# Abs wiring loom water damage



## Sabaselfsit (Nov 7, 2010)

Golf mk 4. Abs fault code. The plug to the rear right abs sensor had a loose seal on one of the two cables, so water had traveled into the plug and corroded it. Changed the abs sensor and changed the wiring loom that goes from the plug connection and into the compartment of the car. 









The wiring loom I bought original from VW. It had the plug in one end and just two wires in the other end with just enought cable lenght to get inside the car. But when I cut the old cable inside the car under the rear seat I discovered that the water had actually traveled along the stranded copper wire. You can see the ugly dirty color of the brown cable. 









So I cleaned the wires in the brown cable the best I could with some DeoxIT D5 and let it dry and then soldered the new cable to the old cable that continues forward inside the car. This was in March 2019. All went well until now, December 2019 when the ABS light came back and same fault;

00287 - ABS Wheel speed sensor; Rear Right (G44)
012 - Electrical Fault in Circuit

Took the plug to the sensor apart and it is dry and nice. Wheel speed sensor is almost new. So I am thinking it it probably my soldering on the brown cable inside the car that has lost it's ability to transfer the electrical signal. If I delete the fault code I can drive sometimes 45 minutes before the fault comes back. So it is a sporadic fault. 

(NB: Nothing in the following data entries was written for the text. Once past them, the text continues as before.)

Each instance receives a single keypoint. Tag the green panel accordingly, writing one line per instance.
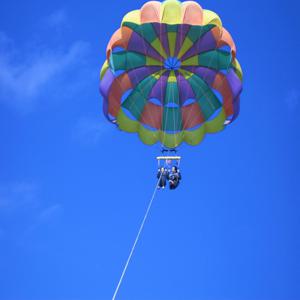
(126, 60)
(196, 32)
(144, 30)
(207, 100)
(137, 99)
(171, 140)
(172, 93)
(147, 136)
(172, 120)
(216, 59)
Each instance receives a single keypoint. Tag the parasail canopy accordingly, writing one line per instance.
(171, 74)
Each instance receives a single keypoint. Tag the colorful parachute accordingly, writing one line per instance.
(171, 74)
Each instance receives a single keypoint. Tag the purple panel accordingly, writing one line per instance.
(138, 44)
(161, 31)
(137, 75)
(205, 43)
(208, 75)
(181, 34)
(106, 82)
(236, 109)
(158, 90)
(234, 83)
(185, 90)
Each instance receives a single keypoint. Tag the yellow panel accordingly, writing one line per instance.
(172, 77)
(104, 69)
(133, 17)
(171, 12)
(209, 17)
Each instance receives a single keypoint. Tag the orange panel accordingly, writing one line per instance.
(152, 115)
(150, 12)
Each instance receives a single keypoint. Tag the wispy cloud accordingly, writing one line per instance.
(292, 99)
(56, 19)
(22, 211)
(49, 213)
(28, 71)
(17, 195)
(90, 130)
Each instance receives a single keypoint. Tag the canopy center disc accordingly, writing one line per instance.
(172, 63)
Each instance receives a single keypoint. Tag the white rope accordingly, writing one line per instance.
(136, 240)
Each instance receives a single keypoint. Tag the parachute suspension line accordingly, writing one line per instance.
(136, 240)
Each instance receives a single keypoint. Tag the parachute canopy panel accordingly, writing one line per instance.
(171, 74)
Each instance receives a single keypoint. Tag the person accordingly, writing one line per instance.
(174, 178)
(163, 175)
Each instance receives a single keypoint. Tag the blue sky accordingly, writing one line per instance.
(73, 189)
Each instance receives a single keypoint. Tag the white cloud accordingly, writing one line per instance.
(57, 19)
(23, 79)
(50, 213)
(90, 130)
(17, 195)
(22, 211)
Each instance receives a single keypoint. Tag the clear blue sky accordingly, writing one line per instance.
(73, 189)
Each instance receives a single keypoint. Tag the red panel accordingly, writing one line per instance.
(220, 84)
(119, 86)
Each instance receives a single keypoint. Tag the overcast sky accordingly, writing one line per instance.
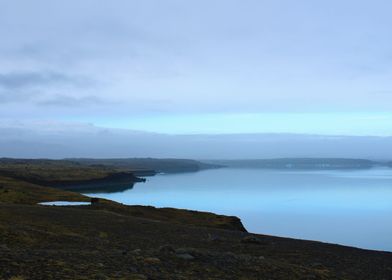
(205, 66)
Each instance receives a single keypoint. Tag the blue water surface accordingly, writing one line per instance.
(345, 207)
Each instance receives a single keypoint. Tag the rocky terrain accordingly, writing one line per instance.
(108, 240)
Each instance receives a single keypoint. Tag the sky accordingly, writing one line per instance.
(191, 67)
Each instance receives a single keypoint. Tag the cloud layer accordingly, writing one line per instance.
(85, 60)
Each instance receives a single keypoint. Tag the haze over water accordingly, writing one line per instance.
(345, 207)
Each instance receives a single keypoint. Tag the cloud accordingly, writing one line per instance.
(23, 80)
(68, 101)
(27, 86)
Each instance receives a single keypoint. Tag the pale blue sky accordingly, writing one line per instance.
(220, 66)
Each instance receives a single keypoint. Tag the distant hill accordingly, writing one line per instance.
(300, 163)
(140, 165)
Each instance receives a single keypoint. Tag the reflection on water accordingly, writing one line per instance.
(346, 207)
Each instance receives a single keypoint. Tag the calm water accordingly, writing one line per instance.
(346, 207)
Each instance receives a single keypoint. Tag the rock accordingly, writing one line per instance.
(166, 249)
(152, 260)
(317, 266)
(136, 252)
(137, 277)
(185, 256)
(250, 239)
(214, 238)
(4, 247)
(191, 251)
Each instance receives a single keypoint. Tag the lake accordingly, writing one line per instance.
(346, 207)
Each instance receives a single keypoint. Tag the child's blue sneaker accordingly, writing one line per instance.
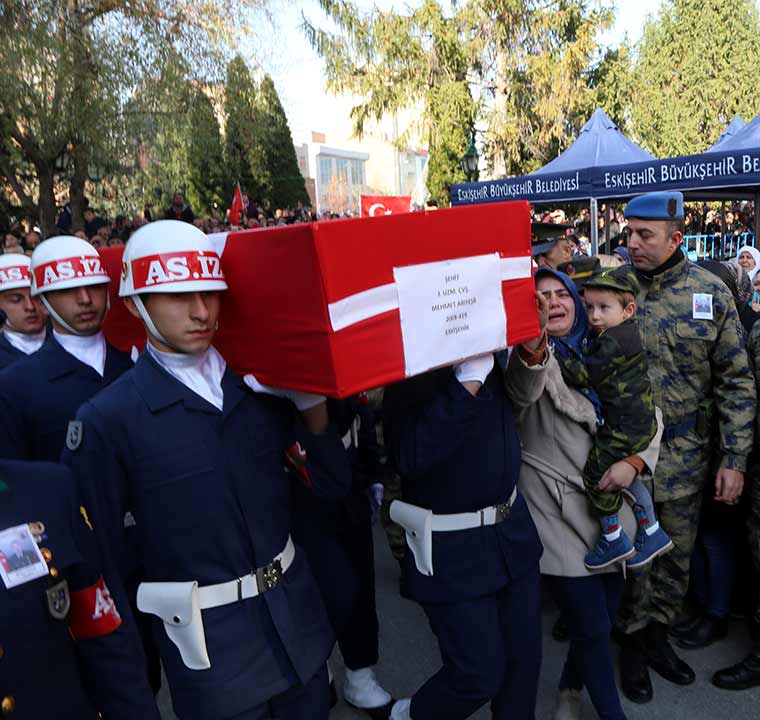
(649, 546)
(608, 552)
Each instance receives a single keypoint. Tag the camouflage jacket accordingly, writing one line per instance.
(617, 369)
(700, 373)
(753, 348)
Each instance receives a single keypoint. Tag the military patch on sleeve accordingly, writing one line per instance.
(59, 600)
(86, 519)
(74, 435)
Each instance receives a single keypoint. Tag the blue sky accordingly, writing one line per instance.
(298, 73)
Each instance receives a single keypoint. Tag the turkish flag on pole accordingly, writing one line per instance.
(374, 205)
(237, 206)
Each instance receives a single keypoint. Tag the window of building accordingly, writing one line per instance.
(325, 170)
(357, 172)
(341, 169)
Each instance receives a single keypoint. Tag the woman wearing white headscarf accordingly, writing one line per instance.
(749, 259)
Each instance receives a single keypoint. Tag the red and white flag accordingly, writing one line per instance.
(237, 206)
(374, 205)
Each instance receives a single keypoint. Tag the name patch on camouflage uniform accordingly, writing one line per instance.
(59, 600)
(702, 306)
(74, 435)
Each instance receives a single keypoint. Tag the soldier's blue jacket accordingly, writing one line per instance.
(8, 353)
(459, 453)
(45, 671)
(211, 499)
(41, 393)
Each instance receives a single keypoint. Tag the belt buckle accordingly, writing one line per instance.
(502, 511)
(270, 576)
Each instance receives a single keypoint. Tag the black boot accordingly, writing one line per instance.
(742, 676)
(634, 674)
(686, 625)
(663, 659)
(705, 632)
(559, 630)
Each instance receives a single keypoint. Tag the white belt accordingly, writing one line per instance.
(352, 436)
(491, 515)
(250, 585)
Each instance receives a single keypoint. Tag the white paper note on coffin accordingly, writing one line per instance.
(450, 310)
(384, 298)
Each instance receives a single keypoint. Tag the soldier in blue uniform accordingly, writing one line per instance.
(337, 538)
(199, 462)
(474, 550)
(40, 394)
(65, 653)
(22, 319)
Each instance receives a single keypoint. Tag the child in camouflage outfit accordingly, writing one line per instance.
(615, 369)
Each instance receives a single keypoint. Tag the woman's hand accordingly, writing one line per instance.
(729, 485)
(618, 477)
(543, 317)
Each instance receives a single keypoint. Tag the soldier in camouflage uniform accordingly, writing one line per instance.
(699, 372)
(746, 673)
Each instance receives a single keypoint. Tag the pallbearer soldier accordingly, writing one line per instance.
(199, 462)
(473, 551)
(337, 538)
(23, 330)
(65, 651)
(40, 394)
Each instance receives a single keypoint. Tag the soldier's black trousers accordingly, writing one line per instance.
(491, 651)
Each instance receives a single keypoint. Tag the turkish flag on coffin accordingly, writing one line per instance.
(315, 307)
(376, 205)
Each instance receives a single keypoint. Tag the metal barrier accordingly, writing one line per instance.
(715, 247)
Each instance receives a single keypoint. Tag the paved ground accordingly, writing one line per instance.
(409, 655)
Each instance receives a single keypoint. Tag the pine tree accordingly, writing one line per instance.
(694, 72)
(241, 148)
(206, 171)
(520, 69)
(287, 186)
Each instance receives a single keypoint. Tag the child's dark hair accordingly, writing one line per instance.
(626, 298)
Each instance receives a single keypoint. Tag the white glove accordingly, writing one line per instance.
(303, 401)
(474, 369)
(375, 493)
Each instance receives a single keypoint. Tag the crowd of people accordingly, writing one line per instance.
(728, 227)
(610, 460)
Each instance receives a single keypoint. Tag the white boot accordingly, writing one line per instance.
(568, 705)
(401, 710)
(362, 689)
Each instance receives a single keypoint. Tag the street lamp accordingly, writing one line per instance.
(469, 161)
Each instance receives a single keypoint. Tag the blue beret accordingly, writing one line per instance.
(656, 206)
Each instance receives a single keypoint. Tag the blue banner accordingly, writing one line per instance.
(740, 168)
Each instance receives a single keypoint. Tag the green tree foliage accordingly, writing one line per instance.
(521, 69)
(536, 70)
(243, 154)
(207, 176)
(419, 59)
(287, 186)
(695, 69)
(78, 73)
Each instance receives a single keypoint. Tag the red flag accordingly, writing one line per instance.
(375, 205)
(237, 206)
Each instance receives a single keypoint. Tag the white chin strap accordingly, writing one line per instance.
(63, 323)
(58, 319)
(149, 324)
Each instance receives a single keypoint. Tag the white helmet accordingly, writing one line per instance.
(168, 256)
(14, 272)
(65, 262)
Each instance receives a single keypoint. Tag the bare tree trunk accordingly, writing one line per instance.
(76, 188)
(47, 199)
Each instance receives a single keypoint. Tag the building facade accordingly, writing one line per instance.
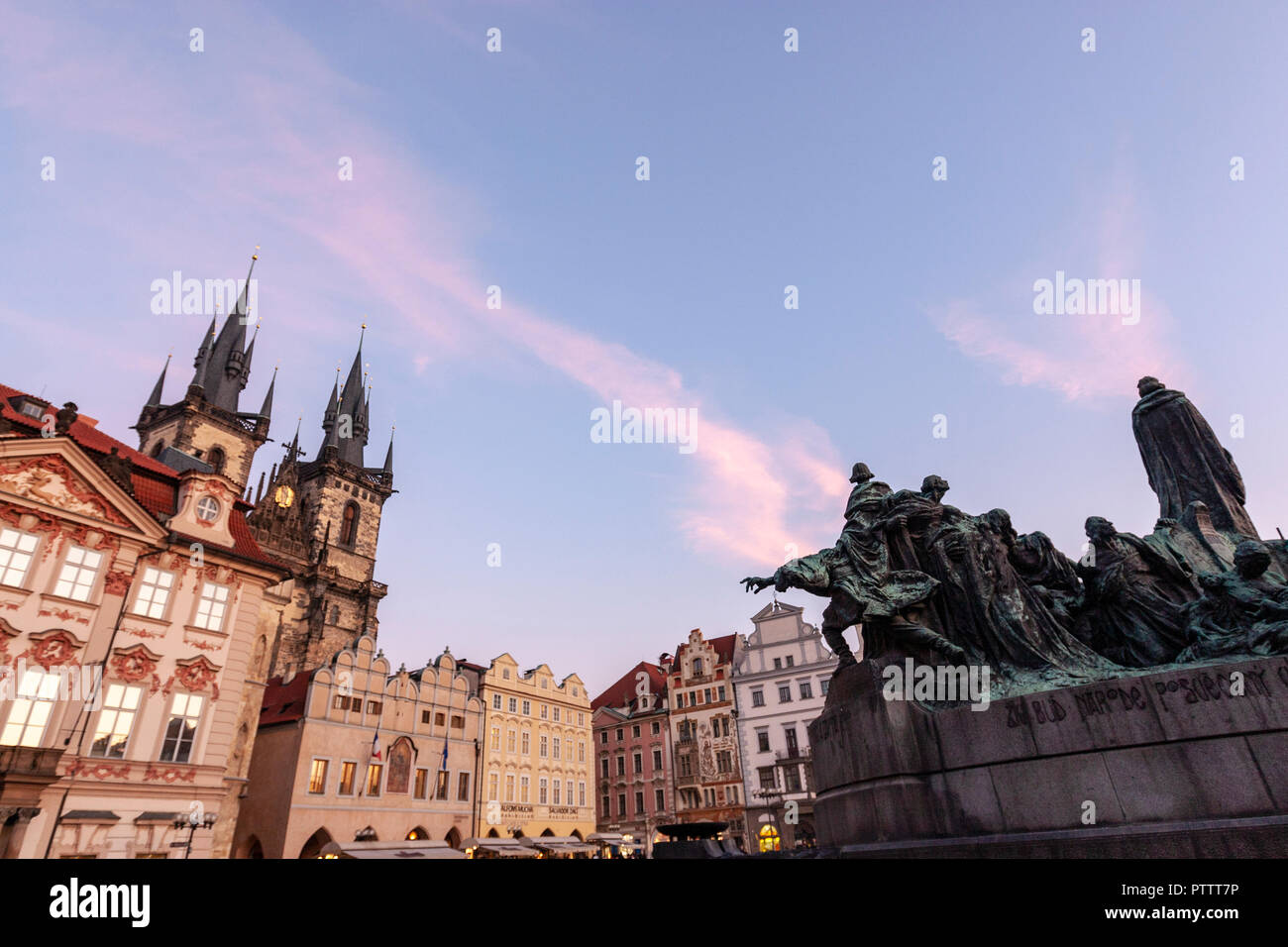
(632, 755)
(782, 676)
(707, 768)
(536, 755)
(356, 753)
(130, 592)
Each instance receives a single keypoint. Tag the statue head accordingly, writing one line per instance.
(1099, 528)
(934, 486)
(1250, 558)
(861, 474)
(1000, 522)
(1149, 384)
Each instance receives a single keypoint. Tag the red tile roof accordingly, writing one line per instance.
(284, 702)
(156, 486)
(623, 690)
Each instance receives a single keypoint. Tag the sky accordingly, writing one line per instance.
(911, 169)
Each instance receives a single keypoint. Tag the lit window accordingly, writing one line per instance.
(317, 777)
(210, 609)
(16, 549)
(120, 705)
(154, 592)
(207, 509)
(31, 709)
(180, 732)
(78, 573)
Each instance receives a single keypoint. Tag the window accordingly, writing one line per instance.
(347, 772)
(317, 777)
(349, 525)
(31, 709)
(80, 569)
(154, 592)
(210, 609)
(181, 729)
(16, 551)
(120, 705)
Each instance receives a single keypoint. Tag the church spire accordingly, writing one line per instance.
(155, 398)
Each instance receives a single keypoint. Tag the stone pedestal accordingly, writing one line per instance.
(1162, 764)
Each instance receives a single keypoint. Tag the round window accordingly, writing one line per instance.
(207, 508)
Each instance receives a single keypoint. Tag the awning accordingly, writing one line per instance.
(506, 848)
(408, 848)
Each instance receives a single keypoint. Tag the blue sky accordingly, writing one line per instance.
(767, 169)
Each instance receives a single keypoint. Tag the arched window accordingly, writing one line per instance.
(349, 525)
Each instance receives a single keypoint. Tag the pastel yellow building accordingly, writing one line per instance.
(537, 755)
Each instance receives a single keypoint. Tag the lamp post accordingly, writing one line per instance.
(192, 822)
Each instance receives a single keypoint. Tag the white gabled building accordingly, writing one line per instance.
(781, 680)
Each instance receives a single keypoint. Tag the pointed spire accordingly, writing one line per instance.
(266, 411)
(155, 398)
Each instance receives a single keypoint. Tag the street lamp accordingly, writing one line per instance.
(192, 822)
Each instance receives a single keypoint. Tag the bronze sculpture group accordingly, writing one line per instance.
(925, 579)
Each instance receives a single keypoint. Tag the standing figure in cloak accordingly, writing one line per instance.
(1243, 611)
(855, 575)
(995, 609)
(1136, 596)
(1185, 462)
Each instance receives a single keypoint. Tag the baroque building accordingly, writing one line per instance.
(632, 751)
(782, 676)
(707, 770)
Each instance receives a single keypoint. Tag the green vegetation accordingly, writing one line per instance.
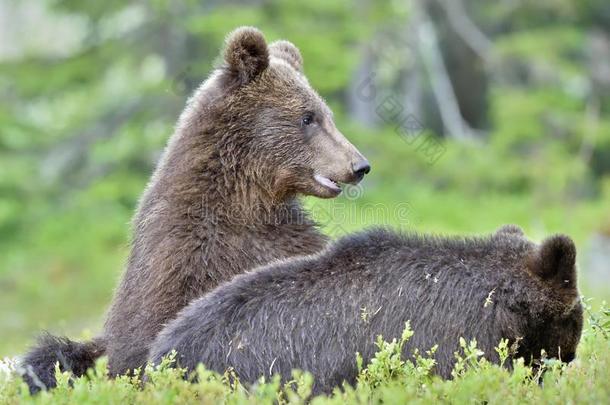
(84, 117)
(387, 379)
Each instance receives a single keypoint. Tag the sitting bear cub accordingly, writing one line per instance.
(307, 313)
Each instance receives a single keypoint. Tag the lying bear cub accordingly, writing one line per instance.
(314, 313)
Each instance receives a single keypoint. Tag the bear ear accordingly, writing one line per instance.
(510, 229)
(288, 52)
(246, 53)
(555, 261)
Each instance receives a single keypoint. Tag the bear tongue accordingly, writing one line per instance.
(326, 182)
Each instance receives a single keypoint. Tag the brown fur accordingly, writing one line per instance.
(315, 313)
(223, 199)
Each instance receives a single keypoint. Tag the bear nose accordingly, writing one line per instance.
(361, 168)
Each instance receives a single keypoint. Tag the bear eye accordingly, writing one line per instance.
(307, 119)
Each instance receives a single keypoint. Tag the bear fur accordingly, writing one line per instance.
(307, 313)
(223, 199)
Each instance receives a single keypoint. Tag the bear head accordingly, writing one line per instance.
(547, 312)
(271, 125)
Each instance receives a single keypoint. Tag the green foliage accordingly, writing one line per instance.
(387, 378)
(80, 131)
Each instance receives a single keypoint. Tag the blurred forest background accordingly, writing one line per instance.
(473, 114)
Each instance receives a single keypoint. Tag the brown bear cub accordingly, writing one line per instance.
(223, 199)
(307, 313)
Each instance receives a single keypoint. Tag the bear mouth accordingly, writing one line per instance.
(328, 183)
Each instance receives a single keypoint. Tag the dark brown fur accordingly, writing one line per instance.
(223, 199)
(315, 313)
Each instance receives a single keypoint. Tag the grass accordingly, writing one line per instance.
(387, 379)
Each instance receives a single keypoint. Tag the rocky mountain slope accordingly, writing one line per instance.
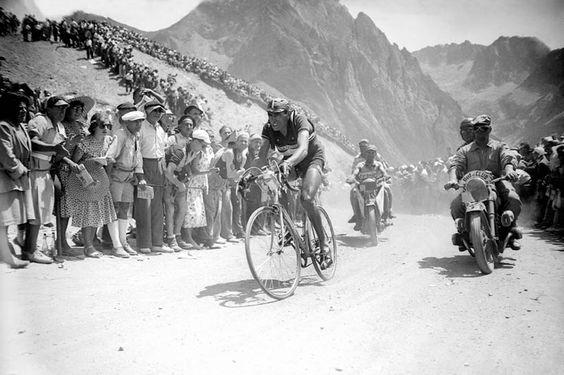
(61, 70)
(492, 79)
(343, 68)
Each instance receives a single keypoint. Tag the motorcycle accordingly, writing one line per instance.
(371, 197)
(480, 230)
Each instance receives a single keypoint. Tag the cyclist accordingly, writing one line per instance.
(293, 135)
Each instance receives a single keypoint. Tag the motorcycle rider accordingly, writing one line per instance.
(371, 168)
(353, 194)
(466, 131)
(487, 154)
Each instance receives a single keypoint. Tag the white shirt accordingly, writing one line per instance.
(153, 140)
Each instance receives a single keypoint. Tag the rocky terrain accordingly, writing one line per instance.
(518, 80)
(350, 75)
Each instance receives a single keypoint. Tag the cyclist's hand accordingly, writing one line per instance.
(452, 185)
(285, 168)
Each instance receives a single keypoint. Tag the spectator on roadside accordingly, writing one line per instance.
(178, 174)
(195, 113)
(149, 212)
(212, 199)
(47, 138)
(198, 185)
(16, 202)
(125, 169)
(121, 110)
(75, 130)
(91, 205)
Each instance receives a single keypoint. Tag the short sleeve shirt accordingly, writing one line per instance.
(42, 127)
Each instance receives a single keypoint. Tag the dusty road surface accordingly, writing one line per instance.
(412, 305)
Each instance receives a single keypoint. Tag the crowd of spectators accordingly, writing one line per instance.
(176, 179)
(157, 160)
(115, 44)
(418, 187)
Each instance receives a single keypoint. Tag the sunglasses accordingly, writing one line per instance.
(482, 128)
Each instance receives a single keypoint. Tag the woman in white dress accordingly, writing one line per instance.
(201, 155)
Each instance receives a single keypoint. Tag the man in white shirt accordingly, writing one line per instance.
(149, 213)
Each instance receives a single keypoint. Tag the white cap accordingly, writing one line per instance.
(133, 116)
(202, 135)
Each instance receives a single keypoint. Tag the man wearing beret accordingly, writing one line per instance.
(486, 154)
(47, 135)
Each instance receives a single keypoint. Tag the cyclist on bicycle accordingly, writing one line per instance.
(293, 135)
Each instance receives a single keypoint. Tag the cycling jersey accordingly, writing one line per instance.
(287, 144)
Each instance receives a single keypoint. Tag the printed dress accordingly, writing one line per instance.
(91, 206)
(75, 133)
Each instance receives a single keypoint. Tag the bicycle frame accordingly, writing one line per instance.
(270, 181)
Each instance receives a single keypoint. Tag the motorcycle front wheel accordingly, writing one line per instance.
(480, 243)
(371, 216)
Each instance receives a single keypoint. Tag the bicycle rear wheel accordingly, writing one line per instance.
(273, 252)
(315, 251)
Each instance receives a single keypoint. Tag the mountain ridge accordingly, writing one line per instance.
(351, 75)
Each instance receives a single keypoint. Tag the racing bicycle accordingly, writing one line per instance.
(276, 250)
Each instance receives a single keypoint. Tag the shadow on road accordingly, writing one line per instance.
(461, 265)
(247, 293)
(552, 237)
(456, 266)
(357, 241)
(243, 293)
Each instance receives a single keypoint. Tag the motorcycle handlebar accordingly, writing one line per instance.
(457, 185)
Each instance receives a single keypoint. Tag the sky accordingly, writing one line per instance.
(412, 24)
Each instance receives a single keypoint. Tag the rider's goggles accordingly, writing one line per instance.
(482, 128)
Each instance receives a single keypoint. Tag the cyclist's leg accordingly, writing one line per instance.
(310, 185)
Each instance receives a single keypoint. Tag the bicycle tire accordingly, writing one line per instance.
(273, 257)
(313, 244)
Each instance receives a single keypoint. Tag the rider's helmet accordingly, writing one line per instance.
(372, 149)
(466, 123)
(482, 124)
(277, 105)
(482, 120)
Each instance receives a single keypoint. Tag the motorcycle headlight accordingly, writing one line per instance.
(478, 189)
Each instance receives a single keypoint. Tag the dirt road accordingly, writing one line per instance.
(411, 305)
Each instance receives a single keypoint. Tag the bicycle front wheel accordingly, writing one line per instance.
(325, 264)
(273, 252)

So any advice how to clean/treat these water damaged stranded copper wires inside the brown cable to be able to solder this properly? I am sure this cable had water in it all the way forward to the abs pump, but changing all the wiring to there will be painful...


----------



## TomBGun (Dec 30, 2020)

Sabaselfsit said:


> Golf mk 4. Abs fault code. The plug to the rear right abs sensor had a loose seal on one of the two cables, so water had traveled into the plug and corroded it. Changed the abs sensor and changed the wiring loom that goes from the plug connection and into the compartment of the car.
> 
> 
> 
> ...


Did you sort it? I have. Exactly the same but front left ( passenger) side. I’m nearly past the point of being able to splice in now. I have 4 wires as the brake wear sensor is in the loom too!! Cheers


----------